Muitas vezes, para receber o reflexo da fé e o contato com Jesus Cristo, precisamos de acompanhamento espiritual, que pode ser dado dentro ou fora da confissão. Por isso, muitas vezes, ao nos ajudar a nos colocarmos diante de Deus com tudo o que somos, descobrimos o significado profundo de nossa existência, a vocação à qual somos chamados, a história de amor na qual o Senhor nos quer.


[1] Há também conversas de acompanhamento espiritual com os leigos; aqui abordaremos a conversa com os sacerdotes.

[2] São Josemaria, Entrevistas, n. 115.

[3] São Josemaria, É Cristo que passa, n. 64.

[4] Catecismo da Igreja Católica, n. 1441.

[5] Catecismo da Igreja Católica, n. 1441.

[6] Cf. Código de Direito Canônico, cân. 983 e seguintes.

[7] José Miguel Cejas, As cerejeiras em flor, Quadrante, São Paulo, 2018, p. 70.Relato de Ana María Brun, argentina, que, depois de pedir admissão como numerária no Opus Dei, foi iniciar o trabalho da Obra no Japão.

[8] Cf. São Paulo: 1 Cor 9, 22.

[9] “O exercício da direção espiritual não deve orientar-se no sentido de fabricar criaturas carecidas de juízo próprio, que se limitam a executar materialmente o que outrem lhe disse; pelo contrário, a direção espiritual deve tender a formar pessoas de critério. E o critério implica maturidade, firmeza de convicções, conhecimento suficiente da doutrina, delicadeza de espírito, educação da vontade” (São Josemaria, Entrevistas, n. 93).

[10] Cf. São Josemaria, Caminho, n. 292.

[11] São Josemaria, Em diálogo com o Senhor, 90. E acrescenta: “Os sacramentos conferem a graça ex opere operato – pela própria virtude do sacramento – e também ex opere operantis, conforme as disposições de quem os recebe”.

[12] Papa Francisco, homilia 30/03/2019.

[13] Pedro Casciaro, Sonhai e ficareis aquém, Quadrante, São Paulo 2013, p. 19.

[14] Ibid., p. 20.

[15] Bento XVI, encontro com crianças da Primeira Comunhão na Praça de São Pedro, 15 de outubro de 2005.

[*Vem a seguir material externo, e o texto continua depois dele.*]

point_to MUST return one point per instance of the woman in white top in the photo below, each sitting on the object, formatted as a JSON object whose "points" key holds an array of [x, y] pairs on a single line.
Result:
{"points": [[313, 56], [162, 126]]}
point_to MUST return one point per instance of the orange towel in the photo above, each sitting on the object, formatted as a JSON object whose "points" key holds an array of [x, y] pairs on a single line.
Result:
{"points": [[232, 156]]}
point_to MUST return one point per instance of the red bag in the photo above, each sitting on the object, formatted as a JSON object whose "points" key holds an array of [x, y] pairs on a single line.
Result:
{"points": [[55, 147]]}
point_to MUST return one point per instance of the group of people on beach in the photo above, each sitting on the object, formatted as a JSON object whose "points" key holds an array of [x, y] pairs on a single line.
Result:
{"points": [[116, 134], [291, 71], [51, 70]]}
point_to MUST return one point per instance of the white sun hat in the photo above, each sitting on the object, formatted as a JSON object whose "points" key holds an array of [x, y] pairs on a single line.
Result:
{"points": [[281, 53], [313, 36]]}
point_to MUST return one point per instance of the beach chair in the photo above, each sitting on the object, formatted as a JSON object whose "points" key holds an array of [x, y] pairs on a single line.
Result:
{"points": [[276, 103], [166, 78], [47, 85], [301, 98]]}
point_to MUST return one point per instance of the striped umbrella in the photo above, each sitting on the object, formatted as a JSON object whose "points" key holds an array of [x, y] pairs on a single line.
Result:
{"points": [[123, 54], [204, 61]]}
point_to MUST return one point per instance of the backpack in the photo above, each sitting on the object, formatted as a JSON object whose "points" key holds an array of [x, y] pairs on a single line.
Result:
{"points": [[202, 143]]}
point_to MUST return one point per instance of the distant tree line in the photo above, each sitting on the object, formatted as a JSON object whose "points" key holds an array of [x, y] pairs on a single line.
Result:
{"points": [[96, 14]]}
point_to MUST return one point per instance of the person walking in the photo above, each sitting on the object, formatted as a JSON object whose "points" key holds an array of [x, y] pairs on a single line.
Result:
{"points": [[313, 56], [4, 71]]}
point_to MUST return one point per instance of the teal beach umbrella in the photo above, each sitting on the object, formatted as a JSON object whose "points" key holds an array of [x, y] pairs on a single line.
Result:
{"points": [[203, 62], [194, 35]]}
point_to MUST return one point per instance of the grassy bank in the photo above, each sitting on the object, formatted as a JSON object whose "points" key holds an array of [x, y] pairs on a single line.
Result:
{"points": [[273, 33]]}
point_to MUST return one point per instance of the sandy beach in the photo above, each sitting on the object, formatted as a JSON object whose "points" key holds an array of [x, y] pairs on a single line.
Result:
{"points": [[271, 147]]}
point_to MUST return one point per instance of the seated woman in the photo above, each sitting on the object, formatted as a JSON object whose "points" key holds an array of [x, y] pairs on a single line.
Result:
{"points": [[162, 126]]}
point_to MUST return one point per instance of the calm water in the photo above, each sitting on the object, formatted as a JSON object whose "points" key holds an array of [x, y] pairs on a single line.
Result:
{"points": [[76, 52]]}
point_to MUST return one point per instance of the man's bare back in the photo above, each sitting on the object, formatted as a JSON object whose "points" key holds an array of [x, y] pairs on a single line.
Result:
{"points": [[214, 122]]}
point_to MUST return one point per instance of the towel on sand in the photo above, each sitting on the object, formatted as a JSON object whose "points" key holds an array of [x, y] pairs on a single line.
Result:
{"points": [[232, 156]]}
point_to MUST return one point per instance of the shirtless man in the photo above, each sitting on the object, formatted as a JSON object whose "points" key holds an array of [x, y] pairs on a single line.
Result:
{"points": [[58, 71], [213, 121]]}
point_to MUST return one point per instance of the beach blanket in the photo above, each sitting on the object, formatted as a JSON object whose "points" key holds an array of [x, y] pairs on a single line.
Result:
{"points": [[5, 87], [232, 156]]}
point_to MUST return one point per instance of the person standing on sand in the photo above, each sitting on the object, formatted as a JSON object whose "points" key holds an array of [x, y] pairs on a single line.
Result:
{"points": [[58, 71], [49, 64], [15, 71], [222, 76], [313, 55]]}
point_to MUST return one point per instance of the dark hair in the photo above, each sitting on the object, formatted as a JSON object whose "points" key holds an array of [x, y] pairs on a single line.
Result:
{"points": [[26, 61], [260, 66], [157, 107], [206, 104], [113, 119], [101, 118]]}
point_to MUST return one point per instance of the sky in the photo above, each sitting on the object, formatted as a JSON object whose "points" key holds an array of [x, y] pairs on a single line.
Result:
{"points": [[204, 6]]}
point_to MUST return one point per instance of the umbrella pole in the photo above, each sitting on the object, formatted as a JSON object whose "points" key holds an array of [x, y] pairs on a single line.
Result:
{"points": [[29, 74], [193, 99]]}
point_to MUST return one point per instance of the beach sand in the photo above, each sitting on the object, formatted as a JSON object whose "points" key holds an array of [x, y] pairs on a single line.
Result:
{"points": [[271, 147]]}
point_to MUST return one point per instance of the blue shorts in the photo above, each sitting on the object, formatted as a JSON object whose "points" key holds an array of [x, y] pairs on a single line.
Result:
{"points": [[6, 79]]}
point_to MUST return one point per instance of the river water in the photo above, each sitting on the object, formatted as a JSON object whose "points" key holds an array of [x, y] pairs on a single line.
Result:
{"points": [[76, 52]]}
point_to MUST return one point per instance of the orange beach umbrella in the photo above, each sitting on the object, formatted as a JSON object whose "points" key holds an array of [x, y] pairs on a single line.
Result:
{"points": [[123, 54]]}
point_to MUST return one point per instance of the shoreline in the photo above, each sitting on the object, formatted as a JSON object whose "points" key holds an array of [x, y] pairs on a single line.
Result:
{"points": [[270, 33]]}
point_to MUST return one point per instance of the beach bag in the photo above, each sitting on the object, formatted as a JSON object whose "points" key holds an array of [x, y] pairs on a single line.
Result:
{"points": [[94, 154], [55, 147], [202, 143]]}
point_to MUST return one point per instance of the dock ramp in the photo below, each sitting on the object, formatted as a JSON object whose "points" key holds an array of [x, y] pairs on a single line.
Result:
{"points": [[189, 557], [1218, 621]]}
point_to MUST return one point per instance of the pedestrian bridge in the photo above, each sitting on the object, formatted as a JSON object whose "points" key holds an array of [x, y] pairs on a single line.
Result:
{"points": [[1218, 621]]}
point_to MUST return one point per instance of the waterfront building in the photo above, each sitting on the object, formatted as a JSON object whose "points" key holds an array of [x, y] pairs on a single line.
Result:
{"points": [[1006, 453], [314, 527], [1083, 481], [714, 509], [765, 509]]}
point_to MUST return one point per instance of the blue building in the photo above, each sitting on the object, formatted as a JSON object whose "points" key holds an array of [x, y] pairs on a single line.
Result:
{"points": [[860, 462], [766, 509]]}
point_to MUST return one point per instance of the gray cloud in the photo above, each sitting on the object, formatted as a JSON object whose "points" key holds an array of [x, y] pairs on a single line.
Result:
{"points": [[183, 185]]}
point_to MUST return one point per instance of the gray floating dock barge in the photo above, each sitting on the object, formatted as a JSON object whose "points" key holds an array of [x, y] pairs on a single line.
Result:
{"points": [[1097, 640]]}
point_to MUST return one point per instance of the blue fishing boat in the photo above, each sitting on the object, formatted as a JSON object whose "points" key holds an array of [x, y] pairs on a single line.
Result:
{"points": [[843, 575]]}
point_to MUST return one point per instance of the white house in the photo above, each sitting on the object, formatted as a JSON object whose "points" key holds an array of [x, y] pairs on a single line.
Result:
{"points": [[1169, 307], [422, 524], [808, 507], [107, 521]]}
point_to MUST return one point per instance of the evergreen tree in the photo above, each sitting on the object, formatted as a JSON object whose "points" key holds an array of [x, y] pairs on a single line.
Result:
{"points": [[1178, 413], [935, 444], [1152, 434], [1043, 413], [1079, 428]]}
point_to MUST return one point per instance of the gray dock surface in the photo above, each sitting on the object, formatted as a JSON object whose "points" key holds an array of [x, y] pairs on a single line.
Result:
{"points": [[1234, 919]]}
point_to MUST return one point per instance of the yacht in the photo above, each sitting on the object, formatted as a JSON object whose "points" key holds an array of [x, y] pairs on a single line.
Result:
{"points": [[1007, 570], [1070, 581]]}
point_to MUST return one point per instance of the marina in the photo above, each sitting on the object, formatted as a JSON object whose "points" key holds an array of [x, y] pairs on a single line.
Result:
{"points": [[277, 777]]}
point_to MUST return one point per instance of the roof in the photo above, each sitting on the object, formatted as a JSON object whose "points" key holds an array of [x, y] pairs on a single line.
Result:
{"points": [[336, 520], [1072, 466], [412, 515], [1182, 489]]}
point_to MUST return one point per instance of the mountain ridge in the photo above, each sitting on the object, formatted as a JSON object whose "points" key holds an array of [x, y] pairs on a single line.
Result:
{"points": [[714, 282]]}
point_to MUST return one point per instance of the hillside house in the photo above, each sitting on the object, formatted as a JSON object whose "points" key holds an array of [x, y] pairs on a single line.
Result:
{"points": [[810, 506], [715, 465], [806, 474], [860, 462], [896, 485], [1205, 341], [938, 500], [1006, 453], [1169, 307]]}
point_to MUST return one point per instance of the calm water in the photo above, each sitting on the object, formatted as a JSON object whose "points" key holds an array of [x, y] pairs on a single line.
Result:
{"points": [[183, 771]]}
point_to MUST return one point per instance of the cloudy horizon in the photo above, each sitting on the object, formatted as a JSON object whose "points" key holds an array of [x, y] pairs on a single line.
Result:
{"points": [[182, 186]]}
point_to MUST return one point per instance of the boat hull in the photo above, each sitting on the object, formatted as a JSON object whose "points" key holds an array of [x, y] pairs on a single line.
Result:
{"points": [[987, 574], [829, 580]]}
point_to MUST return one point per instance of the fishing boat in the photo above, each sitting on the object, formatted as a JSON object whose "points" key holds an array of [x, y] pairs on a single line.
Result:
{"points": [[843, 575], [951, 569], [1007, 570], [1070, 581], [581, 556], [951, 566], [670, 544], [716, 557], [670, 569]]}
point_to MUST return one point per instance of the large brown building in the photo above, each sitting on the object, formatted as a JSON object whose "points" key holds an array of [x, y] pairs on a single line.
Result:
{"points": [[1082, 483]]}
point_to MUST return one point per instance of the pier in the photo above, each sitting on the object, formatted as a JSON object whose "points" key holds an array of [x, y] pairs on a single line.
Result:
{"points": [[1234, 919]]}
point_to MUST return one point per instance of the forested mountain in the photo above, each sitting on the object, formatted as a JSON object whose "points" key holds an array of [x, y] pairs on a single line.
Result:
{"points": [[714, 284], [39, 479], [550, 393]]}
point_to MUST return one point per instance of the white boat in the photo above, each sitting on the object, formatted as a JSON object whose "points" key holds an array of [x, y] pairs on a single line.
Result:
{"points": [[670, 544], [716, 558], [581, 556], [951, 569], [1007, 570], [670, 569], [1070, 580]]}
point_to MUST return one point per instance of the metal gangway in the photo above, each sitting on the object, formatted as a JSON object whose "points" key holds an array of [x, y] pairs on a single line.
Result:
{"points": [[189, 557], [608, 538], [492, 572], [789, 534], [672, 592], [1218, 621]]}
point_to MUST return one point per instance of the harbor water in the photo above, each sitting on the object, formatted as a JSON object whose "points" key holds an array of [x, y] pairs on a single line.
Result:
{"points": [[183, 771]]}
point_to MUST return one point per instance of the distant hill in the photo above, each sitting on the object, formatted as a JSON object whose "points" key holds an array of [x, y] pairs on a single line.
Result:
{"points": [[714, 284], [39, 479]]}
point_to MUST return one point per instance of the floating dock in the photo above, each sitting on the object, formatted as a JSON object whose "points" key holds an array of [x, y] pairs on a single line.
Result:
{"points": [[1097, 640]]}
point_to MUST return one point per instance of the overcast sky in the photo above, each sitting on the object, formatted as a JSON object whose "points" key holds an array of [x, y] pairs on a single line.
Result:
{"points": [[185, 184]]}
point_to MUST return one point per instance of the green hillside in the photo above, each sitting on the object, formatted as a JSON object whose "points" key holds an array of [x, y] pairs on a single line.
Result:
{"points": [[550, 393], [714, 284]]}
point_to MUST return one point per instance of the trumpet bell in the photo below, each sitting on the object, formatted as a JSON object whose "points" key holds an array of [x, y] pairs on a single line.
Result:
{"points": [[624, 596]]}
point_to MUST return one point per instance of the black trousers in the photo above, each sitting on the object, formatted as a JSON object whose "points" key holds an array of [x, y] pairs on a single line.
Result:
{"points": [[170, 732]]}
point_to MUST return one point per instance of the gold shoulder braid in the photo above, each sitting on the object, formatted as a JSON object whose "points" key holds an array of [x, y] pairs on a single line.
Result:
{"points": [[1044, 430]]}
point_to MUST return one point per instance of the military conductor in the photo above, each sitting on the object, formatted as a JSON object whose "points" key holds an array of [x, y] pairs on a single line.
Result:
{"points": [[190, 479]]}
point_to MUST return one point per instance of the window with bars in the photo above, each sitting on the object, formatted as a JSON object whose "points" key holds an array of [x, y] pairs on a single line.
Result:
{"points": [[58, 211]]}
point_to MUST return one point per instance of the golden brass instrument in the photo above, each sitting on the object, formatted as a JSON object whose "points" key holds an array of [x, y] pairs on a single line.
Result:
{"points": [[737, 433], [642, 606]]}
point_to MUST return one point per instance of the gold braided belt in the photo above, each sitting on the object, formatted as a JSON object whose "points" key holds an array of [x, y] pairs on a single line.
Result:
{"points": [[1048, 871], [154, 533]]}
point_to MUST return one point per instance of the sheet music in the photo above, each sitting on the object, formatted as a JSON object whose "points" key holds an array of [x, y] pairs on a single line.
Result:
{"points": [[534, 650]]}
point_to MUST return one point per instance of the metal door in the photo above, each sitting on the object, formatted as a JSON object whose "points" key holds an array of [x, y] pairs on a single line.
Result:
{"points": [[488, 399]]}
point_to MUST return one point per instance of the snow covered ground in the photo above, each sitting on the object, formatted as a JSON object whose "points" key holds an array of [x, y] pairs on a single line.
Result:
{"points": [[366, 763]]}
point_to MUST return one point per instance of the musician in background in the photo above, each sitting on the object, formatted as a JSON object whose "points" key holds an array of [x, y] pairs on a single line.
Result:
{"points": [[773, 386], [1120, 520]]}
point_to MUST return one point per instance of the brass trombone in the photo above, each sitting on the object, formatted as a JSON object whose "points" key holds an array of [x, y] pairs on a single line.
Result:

[16] Catecismo da Igreja Católica, 1458.

[17] Mercedes Eguíbar, Guadalupe Ortiz de Landázuri. Trabalho, amizade e bom humor, Quadrante, São Paulo, 2018, p. 45-46. A citação foi extraída do Arquivo Geral da Prelazia – AGP – na seção sobre a B. Guadalupe – GOL –, com a ref. E00204 de 13/07/1975. Os itálicos estão sublinhados no original.